1. Url is parsed into components.
2. Domain name is encoded using punycode.
3. URL path is encoded to UTF-8 and then percent-escaped.
4. Query string and fragment are encoded using page encoding and then percent-escaped. For URLs entered to address bar it seems that UTF-8 is used, not page encoding.
5. The result is joined back to a single byte string and sent to a server.
So this means parts of a single URL are encoded using 3 different encodings, and one needs to know the encoding of a page URL was extracted from to send it correctly (i.e. to send it the way browsers do). I haven't seen this algorithm stated explicitly anywhere, but this is how all browsers work. It doesn't make any sense.

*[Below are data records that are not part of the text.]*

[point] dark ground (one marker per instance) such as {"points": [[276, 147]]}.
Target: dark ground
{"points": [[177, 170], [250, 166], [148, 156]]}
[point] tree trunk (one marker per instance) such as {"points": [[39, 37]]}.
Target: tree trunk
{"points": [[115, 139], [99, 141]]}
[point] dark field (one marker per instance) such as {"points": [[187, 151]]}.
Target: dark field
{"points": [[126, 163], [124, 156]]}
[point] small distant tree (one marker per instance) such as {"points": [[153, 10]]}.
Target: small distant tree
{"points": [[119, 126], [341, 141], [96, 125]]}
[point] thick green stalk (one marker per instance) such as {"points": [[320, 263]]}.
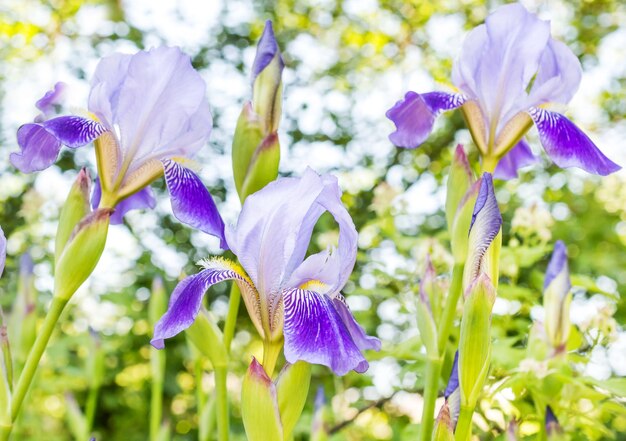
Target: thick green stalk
{"points": [[449, 311], [34, 356], [221, 373], [463, 429], [231, 318], [431, 390]]}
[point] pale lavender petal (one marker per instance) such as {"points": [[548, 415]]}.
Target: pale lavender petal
{"points": [[267, 49], [415, 115], [3, 251], [315, 332], [558, 77], [50, 100], [567, 145], [558, 265], [453, 381], [499, 59], [192, 203], [158, 102], [360, 338], [519, 156], [40, 143], [143, 199], [186, 299]]}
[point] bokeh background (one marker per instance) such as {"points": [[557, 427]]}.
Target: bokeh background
{"points": [[347, 62]]}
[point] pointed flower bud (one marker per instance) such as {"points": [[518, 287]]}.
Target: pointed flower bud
{"points": [[475, 339], [267, 72], [460, 180], [259, 405], [76, 207], [484, 239], [557, 298], [81, 253]]}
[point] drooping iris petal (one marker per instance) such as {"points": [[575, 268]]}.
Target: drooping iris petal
{"points": [[415, 115], [453, 381], [40, 143], [141, 200], [567, 145], [519, 156], [267, 49], [498, 60], [156, 99], [192, 203], [186, 299], [360, 338], [315, 332], [51, 99]]}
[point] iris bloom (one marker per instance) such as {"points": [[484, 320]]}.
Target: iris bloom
{"points": [[148, 114], [285, 294], [509, 70]]}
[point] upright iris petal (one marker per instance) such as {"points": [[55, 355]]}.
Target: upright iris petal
{"points": [[150, 114], [508, 69], [286, 294]]}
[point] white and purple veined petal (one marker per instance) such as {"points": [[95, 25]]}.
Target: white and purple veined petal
{"points": [[186, 300], [319, 330], [567, 145], [40, 143], [415, 115]]}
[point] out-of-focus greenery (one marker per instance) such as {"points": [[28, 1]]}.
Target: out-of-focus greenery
{"points": [[336, 52]]}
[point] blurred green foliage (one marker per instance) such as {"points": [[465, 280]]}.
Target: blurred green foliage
{"points": [[587, 213]]}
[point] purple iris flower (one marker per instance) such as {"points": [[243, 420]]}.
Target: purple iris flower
{"points": [[285, 293], [148, 115], [509, 69]]}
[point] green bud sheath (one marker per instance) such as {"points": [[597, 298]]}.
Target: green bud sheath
{"points": [[207, 337], [475, 339], [81, 253], [292, 388], [460, 179], [259, 406], [76, 207]]}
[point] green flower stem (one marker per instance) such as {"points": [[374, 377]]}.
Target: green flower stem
{"points": [[449, 311], [34, 357], [431, 390], [221, 373], [463, 429], [231, 318]]}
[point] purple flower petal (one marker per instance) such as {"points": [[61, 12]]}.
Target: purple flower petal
{"points": [[156, 99], [315, 332], [453, 381], [51, 99], [557, 265], [186, 299], [267, 49], [567, 145], [499, 59], [519, 156], [40, 143], [138, 201], [415, 115], [360, 338], [192, 203]]}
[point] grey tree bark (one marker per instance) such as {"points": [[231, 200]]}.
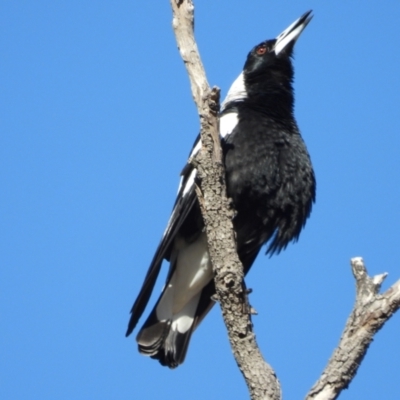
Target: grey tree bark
{"points": [[371, 309]]}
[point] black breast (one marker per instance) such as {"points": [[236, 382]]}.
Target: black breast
{"points": [[270, 180]]}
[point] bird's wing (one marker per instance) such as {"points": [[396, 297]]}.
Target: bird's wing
{"points": [[184, 203], [185, 200]]}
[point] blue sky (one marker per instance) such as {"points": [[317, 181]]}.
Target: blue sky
{"points": [[96, 123]]}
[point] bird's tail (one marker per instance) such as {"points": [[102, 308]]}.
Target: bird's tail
{"points": [[166, 338]]}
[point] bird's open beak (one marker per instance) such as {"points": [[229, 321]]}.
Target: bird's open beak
{"points": [[286, 40]]}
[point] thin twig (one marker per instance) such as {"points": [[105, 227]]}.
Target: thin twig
{"points": [[371, 311]]}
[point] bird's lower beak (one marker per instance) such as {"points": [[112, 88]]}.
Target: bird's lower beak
{"points": [[286, 40]]}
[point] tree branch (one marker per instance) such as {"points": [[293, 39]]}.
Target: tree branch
{"points": [[371, 311], [217, 214]]}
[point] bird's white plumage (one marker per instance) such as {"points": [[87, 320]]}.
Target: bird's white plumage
{"points": [[227, 123], [192, 272], [189, 182]]}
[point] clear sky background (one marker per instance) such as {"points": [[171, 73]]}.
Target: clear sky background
{"points": [[96, 122]]}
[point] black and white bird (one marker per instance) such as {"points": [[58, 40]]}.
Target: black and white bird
{"points": [[270, 180]]}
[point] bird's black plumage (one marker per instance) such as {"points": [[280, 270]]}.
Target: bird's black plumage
{"points": [[270, 179]]}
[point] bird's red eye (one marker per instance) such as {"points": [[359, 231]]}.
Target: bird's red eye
{"points": [[261, 50]]}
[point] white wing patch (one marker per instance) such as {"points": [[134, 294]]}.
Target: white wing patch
{"points": [[189, 182], [227, 123]]}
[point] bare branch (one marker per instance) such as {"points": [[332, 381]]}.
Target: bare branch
{"points": [[371, 311], [217, 214]]}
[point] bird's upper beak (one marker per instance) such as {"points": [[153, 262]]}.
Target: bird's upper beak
{"points": [[286, 40]]}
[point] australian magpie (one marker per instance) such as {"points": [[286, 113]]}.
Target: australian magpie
{"points": [[270, 180]]}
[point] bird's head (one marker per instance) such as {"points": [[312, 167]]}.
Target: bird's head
{"points": [[270, 61]]}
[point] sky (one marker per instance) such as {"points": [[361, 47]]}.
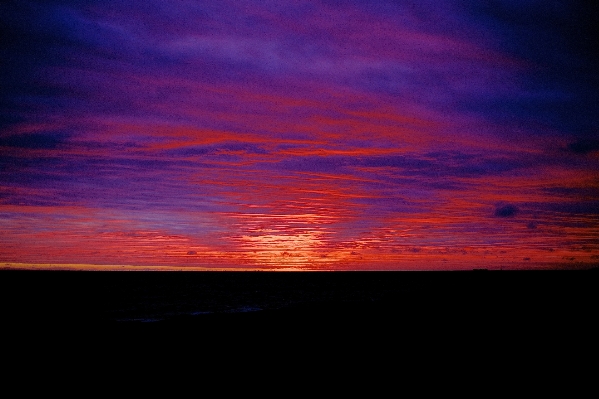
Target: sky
{"points": [[299, 135]]}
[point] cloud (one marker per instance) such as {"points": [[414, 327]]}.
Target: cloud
{"points": [[506, 211], [584, 146]]}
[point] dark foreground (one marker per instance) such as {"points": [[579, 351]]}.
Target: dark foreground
{"points": [[466, 323], [209, 300]]}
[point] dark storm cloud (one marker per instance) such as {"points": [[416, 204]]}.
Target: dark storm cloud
{"points": [[45, 141], [556, 41], [506, 211]]}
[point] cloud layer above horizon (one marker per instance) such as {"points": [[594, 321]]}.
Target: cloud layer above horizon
{"points": [[309, 135]]}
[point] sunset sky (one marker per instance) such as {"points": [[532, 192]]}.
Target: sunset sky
{"points": [[316, 135]]}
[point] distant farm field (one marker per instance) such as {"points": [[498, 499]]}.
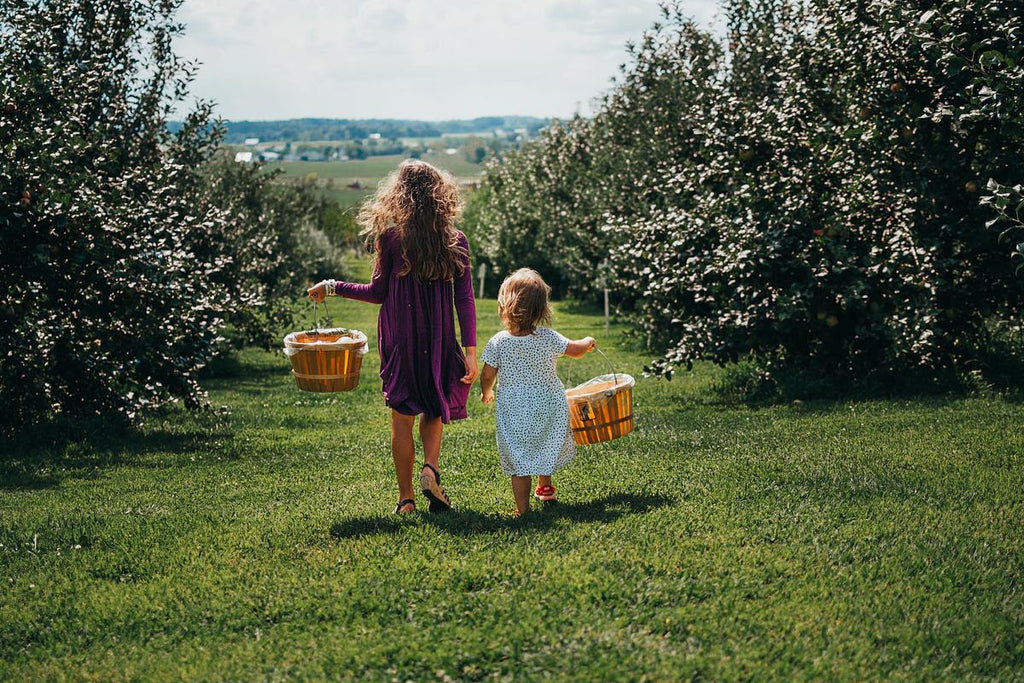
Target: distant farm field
{"points": [[334, 177]]}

a = document.createElement('a')
a.href = "/ö/o?ö/o#ö/o"
console.log(a.hash, a.pathname, a.search)
Browser .hash .pathname .search
Chrome #ö/o /%C3%B6/o ?%C3%B6/o
Firefox #%C3%B6/o /%C3%B6/o ?%C3%B6/o
Safari #%C3%B6/o /%C3%B6/o ?%C3%B6/o
Edge #ö/o /ö/o ?ö/o
IE11 #ö/o ö/o (ouch) ?ö/o
It's a big mess.
I discovered this while working on a SPA router that can handle routes in either `pathname`, `search` or `hash` mode... The routes are defined as the keys of a JS object, in Unicode in the source, and we have to juggle back and forth to match what `document.location.*` returns.
The use of the page encoding is part of the browser behavior, not any RFC. It has been retroactively specified in https://url.spec.whatwg.org/#url-parsing
Maybe I'm misunderstanding, but how could a browser use page-encoding before the page has been fetched?

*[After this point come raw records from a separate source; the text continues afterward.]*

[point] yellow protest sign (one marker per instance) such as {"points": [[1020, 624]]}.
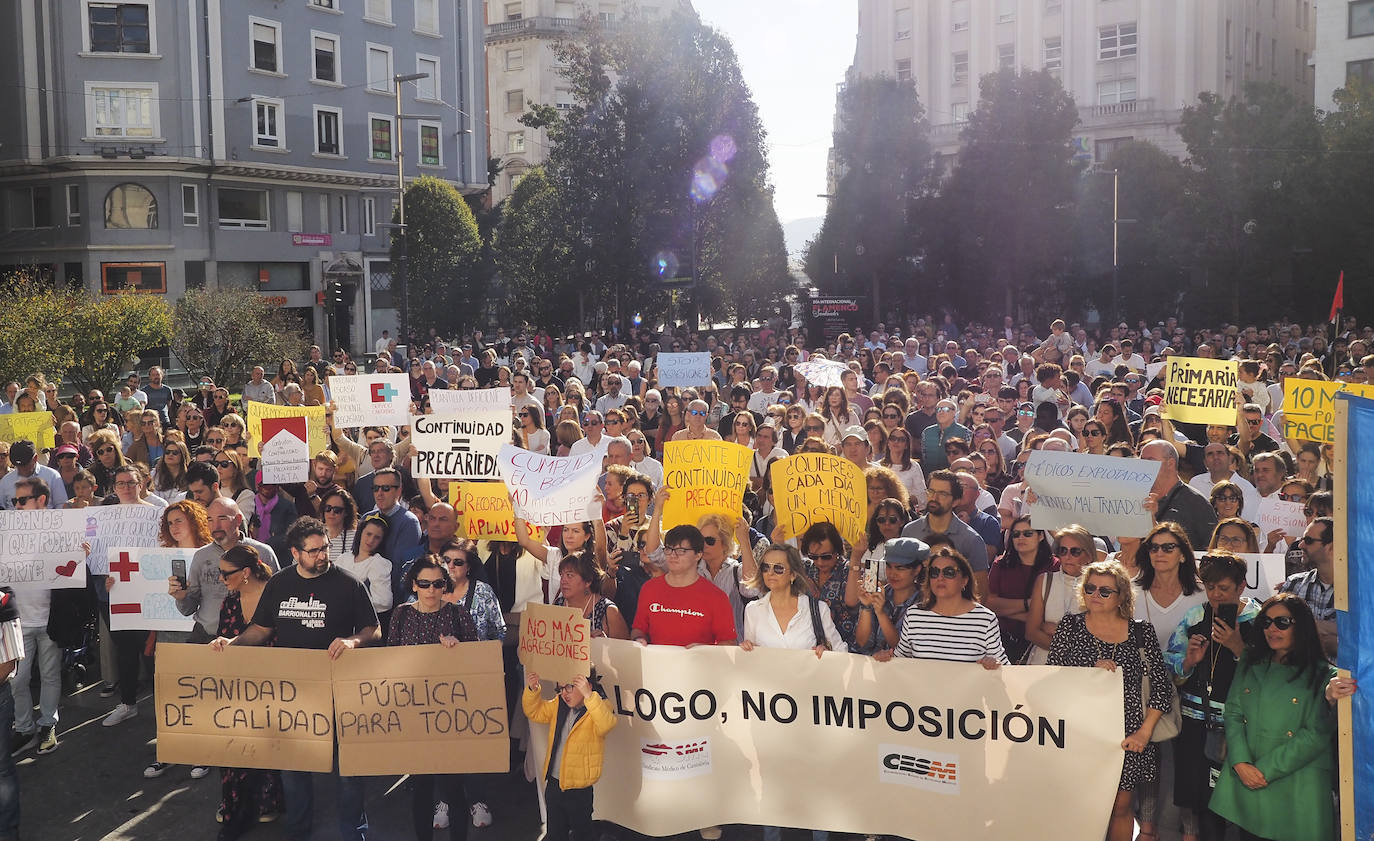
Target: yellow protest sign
{"points": [[313, 421], [485, 513], [1310, 407], [1201, 390], [705, 477], [811, 488], [28, 426]]}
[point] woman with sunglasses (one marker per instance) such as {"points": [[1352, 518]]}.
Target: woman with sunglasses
{"points": [[1202, 653], [1011, 581], [950, 624], [248, 796], [1106, 636], [433, 620], [1279, 726]]}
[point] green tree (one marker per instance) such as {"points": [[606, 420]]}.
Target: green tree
{"points": [[1252, 157], [1002, 226], [443, 250], [866, 243], [223, 333]]}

a) URL is entered to the address bar. Default encoding (it seems UTF-8) is used for query and fragment.
b) User clicks on a link. Page URL is used; page encoding is already known.

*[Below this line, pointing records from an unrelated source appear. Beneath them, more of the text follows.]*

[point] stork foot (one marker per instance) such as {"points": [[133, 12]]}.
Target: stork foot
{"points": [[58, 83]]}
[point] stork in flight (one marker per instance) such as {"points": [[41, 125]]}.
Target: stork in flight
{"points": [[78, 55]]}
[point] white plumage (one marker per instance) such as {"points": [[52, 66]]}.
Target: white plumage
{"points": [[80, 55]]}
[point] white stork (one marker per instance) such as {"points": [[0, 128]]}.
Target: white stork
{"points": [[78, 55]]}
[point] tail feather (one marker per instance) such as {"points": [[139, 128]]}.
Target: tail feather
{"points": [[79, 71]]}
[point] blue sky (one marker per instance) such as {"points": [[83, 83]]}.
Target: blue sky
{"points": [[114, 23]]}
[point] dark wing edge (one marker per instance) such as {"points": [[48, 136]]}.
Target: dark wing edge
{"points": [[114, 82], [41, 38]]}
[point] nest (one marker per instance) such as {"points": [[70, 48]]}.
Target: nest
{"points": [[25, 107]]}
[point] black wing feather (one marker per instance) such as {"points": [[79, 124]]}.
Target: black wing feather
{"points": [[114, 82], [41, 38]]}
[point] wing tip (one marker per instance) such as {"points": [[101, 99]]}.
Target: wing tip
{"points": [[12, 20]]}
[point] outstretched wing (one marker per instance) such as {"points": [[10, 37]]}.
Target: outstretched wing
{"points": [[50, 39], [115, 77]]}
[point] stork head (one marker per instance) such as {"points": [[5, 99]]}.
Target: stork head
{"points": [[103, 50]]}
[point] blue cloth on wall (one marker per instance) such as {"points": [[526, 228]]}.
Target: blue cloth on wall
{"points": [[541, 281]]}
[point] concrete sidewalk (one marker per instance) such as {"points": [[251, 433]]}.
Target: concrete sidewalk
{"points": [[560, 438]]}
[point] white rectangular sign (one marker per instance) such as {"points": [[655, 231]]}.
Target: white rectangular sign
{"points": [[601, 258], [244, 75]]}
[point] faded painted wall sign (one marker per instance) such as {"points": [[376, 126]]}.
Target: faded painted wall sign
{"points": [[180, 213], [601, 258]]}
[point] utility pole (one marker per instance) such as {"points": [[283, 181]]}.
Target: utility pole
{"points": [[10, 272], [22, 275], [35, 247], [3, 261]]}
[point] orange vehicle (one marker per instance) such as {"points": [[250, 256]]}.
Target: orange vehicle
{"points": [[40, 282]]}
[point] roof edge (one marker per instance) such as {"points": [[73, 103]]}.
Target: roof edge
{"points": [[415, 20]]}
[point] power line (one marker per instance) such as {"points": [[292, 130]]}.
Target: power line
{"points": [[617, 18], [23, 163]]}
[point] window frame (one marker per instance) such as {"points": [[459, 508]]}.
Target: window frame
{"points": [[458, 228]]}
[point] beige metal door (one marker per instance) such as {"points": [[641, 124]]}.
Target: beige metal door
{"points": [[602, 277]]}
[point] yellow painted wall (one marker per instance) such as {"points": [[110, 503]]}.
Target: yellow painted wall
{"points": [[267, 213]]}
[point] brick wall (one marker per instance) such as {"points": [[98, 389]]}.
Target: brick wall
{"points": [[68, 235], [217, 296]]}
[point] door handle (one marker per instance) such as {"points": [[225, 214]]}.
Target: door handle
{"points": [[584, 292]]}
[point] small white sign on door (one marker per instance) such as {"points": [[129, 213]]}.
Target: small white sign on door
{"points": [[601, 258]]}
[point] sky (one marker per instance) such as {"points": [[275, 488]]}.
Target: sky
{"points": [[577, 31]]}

c) Redirect to a new URL happens. I can't say out of my head what happens in this case.
You're saying if I click on a link with an IRI in a non-UTF8 html page, it means one thing.
But if I copy and paste that link into a text file, and later paste it into a browser, it'll mean something else entirely? Or if I save it to a bookmark using some service?
Well, for links that appear in a page to be defined using page encoding doesn't sound so shocking. That doesn't explain why the path would use UTF-8 regardless of page encoding, though.
Are you sure URLs directly entered in the address bar use UTF-8 for query strings and fragments rather than system encoding? If my OS is set to use GB2312, how do URL fragments that I type into the browser get encoded?
This question was not relevant for Scrapy because it makes sense to use UTF-8 as default regardless of what browsers do when page encoding is unknown; unlike encoding of URLs extracted from HTML this UTF-8 default doesn't lead to incompatible behavior.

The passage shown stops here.